Detecting Exposed Credentials Earlier
Alongside the Okta expansion,
Commvault also announced an integration with CloudSEK to help security teams identify compromised credentials earlier.
Credential theft remains one of the most common entry points for cyberattacks. According to the companies, nearly 80% of breaches involve compromised credentials, and billions of stolen usernames and passwords circulate across underground marketplaces and criminal forums.
The integration brings CloudSEK’s dark web credential intelligence into Commvault’s Active Directory protection tools. The goal is to help organizations identify exposed credentials and take action before attackers use them.
“With this solution, administrators will be able to do things like disable and lock accounts, force credential resets, and roll back malicious changes,” Kirby said. “As a result, this enables security teams to act before compromised credentials are weaponized.”
CloudSEK monitors dark web marketplaces, stealer logs, and other external sources for stolen credentials. That intelligence is then correlated with activity inside Active Directory environments.
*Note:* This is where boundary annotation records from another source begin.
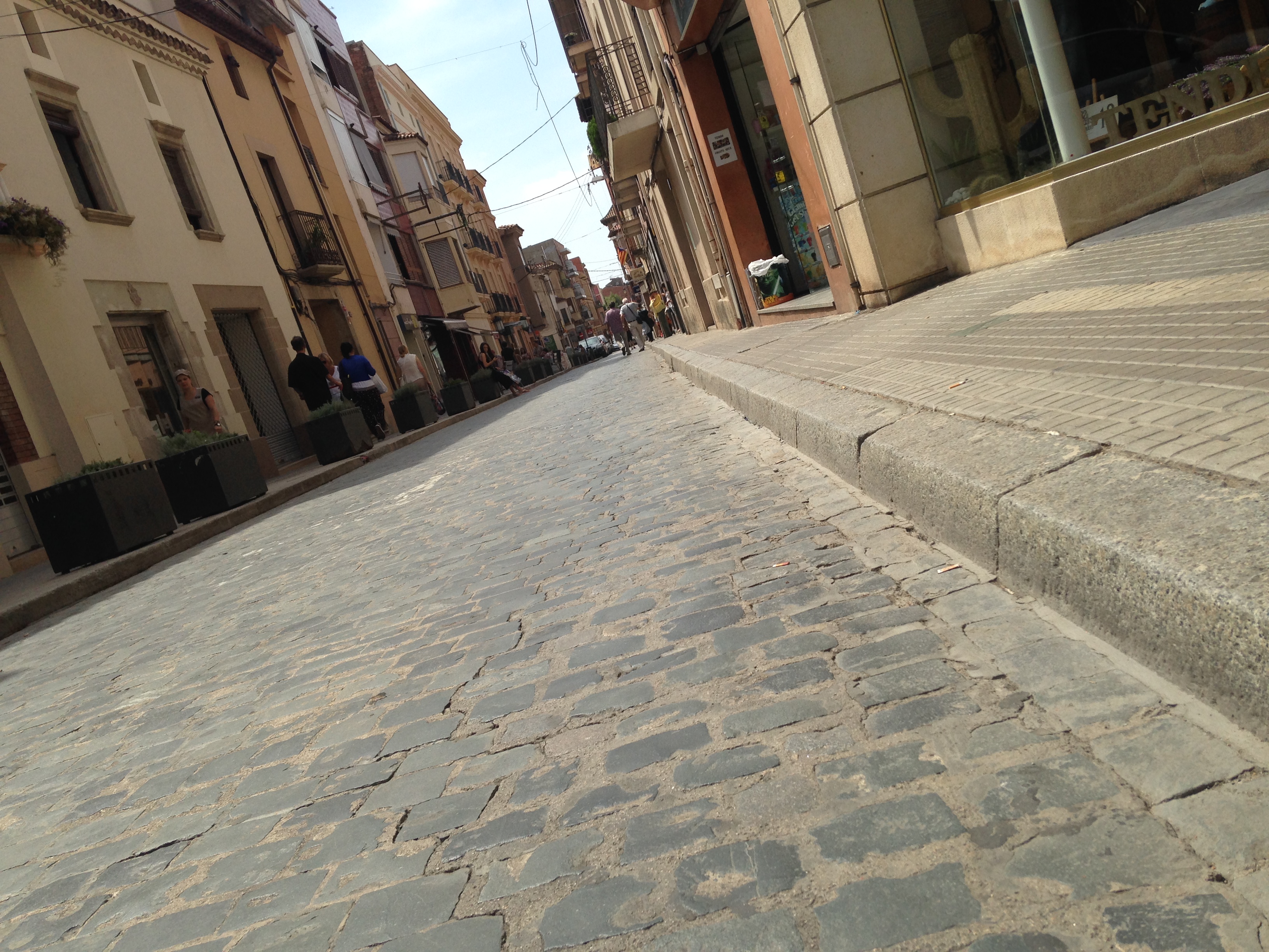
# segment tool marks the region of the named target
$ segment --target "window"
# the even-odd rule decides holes
[[[107,208],[104,190],[93,164],[93,155],[88,143],[84,142],[75,113],[49,103],[41,103],[41,105],[44,108],[48,131],[53,133],[57,154],[71,179],[75,198],[85,208]]]
[[[388,250],[388,244],[383,237],[383,226],[376,221],[365,222],[367,228],[371,231],[371,239],[374,241],[374,250],[379,254],[379,264],[383,265],[383,274],[390,282],[400,282],[405,274],[405,268],[398,268],[396,260],[392,258],[392,253]]]
[[[308,62],[317,71],[317,75],[327,79],[326,65],[322,62],[321,50],[317,46],[317,37],[313,36],[313,28],[308,25],[308,20],[298,10],[291,11],[291,19],[296,24],[296,33],[299,34],[299,44],[305,48],[305,56],[308,57]]]
[[[155,89],[154,80],[150,79],[150,70],[146,69],[143,62],[132,61],[132,65],[137,67],[137,79],[141,81],[141,89],[145,90],[146,100],[151,105],[162,105],[159,102],[159,90]]]
[[[18,11],[18,23],[22,24],[22,32],[27,34],[27,46],[30,47],[30,52],[51,60],[52,56],[48,52],[48,44],[44,42],[43,34],[39,32],[39,22],[36,19],[36,14],[25,6],[18,6],[16,4],[14,4],[14,9]]]
[[[360,136],[350,136],[353,141],[353,149],[357,150],[357,160],[362,166],[362,171],[365,173],[365,182],[369,182],[378,189],[388,192],[388,184],[383,180],[383,175],[379,173],[379,164],[374,161],[374,151],[369,143]]]
[[[220,47],[221,60],[225,61],[225,69],[228,70],[230,83],[233,84],[233,91],[244,99],[250,99],[251,96],[246,94],[246,86],[242,84],[242,72],[239,69],[239,61],[233,58],[230,44],[223,39],[217,39],[216,46]]]
[[[458,263],[454,260],[454,253],[447,239],[428,241],[424,248],[428,251],[428,260],[431,261],[431,272],[437,275],[437,287],[452,288],[454,284],[463,283]]]
[[[203,202],[189,152],[185,149],[185,132],[161,122],[151,122],[150,124],[159,140],[159,154],[162,156],[173,188],[176,189],[176,201],[185,215],[185,221],[194,231],[212,232],[207,203]]]
[[[353,147],[353,133],[344,124],[344,117],[336,116],[329,109],[326,110],[326,116],[330,117],[330,124],[335,133],[335,141],[339,142],[339,150],[344,154],[344,165],[348,166],[349,176],[363,185],[369,184],[365,179],[365,173],[362,170],[362,160]]]
[[[397,180],[401,183],[401,192],[409,194],[420,189],[428,192],[428,179],[419,164],[418,152],[402,152],[392,156],[392,165],[397,170]]]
“CloudSEK will enhance identity security workflows by embedding external credential intelligence directly into Commvault’s identity resilience capabilities,” Kirby said. “It connects external exposure signals with internal directory activity - reducing manual correlation and accelerating response.”
By connecting those external signals with internal monitoring tools, security teams can identify compromised accounts earlier and respond by disabling accounts, resetting credentials, or reversing malicious changes.
“By integrating CloudSEK’s external exposure threat intelligence with Commvault’s Active Directory protection capabilities, we’re expanding customers' ability to uncover hidden identity risks earlier and neutralize identity-based threats before they escalate – critical as attacks become more AI-driven and agentic,” said Pranay Ahlawat, Chief Technology and AI Officer at Commvault.
“In today’s AI-driven threat landscape, partnerships are critical to closing the gap between external intelligence and internal action,” said Nivya Ravi, AVP – Partnerships at CloudSEK. “By embedding CloudSEK’s predictive threat intelligence into enterprise security workflows, we enable organizations to act on exposed credentials and identity risks before attackers can operationalize them. This is about shifting from reactive detection to proactive disruption.”
Why Identity Recovery and Early Detection Matter
Identity systems often become the first target during ransomware attacks or large-scale intrusions. If attackers gain control of identity infrastructure, they can move laterally, escalate privileges, and disable security controls.
Kirby said the combined capabilities are intended to help organizations recover from those scenarios more quickly.
“Identity is often the first system targeted in ransomware attacks,” he said. “With this expanded partnership, Commvault and CloudSEK will enable organizations to identify compromised credentials early, roll back malicious Active Directory changes, restore identity objects to clean points in time, and protect identity backups in immutable, air-gapped storage. At the end of the day, this supports clean recovery of both identity systems and business operations.”
Commvault’s identity resilience support for Okta is expected to enter early access in spring 2026, with general availability planned for summer. The CloudSEK integration is also expected to be available this summer for customers using Commvault’s Active Directory vulnerability assessment and audit tools.